1658 год. Издан закон, согласно которому приговаривались к смертной казни вышедшие из посада. Такими вот методами приходилось прикреплять к посадам городской люд.

Никон покинул патриарший престол.

1659 год. Польша объявила Москве войну, нанесла русским настолько серьезные поражения, что Алексей Михайлович подумывает об отъезде в Нижний Новгород.

1662 год. Безуспешно закончились переговоры с курляндским правительством о разрешении построить московские гавани в курляндских землях.

1664 год. В начале года поляки потерпели поражение в сражении при Глухове.

1666 год. В Москве Земский собор, рассмотревший взаимоотношения светской и церковной властей, признал безусловное главенство первой.

1667 год. 13 января в деревне Андрусово заключено перемирие между Польшей и Русским государством на тринадцать лет.

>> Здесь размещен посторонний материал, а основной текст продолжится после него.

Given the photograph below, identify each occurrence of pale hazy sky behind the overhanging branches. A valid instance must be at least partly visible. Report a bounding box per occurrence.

Москва приобрела Смоленск, Северскую землю, Левобережную Украину и на два года Киев.

Побывав во время войны в разных городах, Алексей Михайлович, вернувшись в Москву, стал менять обстановку в Кремле. В покоях дворца появились обои (золотые кожи), немецкая и польская мебель и одежда.

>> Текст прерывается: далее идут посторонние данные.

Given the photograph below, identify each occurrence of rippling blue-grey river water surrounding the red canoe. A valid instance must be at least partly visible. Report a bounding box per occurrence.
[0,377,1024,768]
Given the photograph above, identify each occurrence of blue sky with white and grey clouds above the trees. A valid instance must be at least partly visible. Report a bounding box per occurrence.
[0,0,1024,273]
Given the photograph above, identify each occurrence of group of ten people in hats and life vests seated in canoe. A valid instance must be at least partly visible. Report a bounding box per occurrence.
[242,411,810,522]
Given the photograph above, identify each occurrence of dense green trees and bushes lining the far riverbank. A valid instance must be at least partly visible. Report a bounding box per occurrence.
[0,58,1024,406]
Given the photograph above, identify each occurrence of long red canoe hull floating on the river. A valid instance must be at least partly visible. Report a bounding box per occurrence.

На Дону началось восстание Степана Разина. Казаки осуществили поход на Волгу и Яик.

Издан новоторговый устав, «составленный в интересах высшего московского купечества».

1668 год. Осажден Соловецкий монастырь, монахи которого отказались вводить новшества, навязываемые реформой Никона. Осада продолжалась около восьми лет.

1668–1669 годы. Степан Разин ходил по Каспийскому морю в Персию.

1669 год. В селе Дединово Коломенского уезда голландцы построили для русских корабль «Орел». На следующий год его сжег Разин.

4 марта умерла М. И. Милославская.

1670 год. Весной казаки захватили власть на Дону.

Степан Разин в октябре потерпел поражение под Симбирском, бежал на Дон, где его приняли с прохладцей, а вскоре сами казаки, согласно некоторым легендам, выдали атамана.

В Москве появился театр.

1671 год. Восстание перекинулось на Среднее Поволжье, Заволжье, на Тамбовщину, Слободскую Украину.

6 июня Степан Разин казнен в Москве.

22 января Алексей Михайлович женился на Наталье Кирилловне Нарышкиной.

1674 год. 1 сентября в селе Преображенском царь «объявил» сына Федора народу как наследника московского престола.

1676 год. 29 января Алексей Михайлович скончался.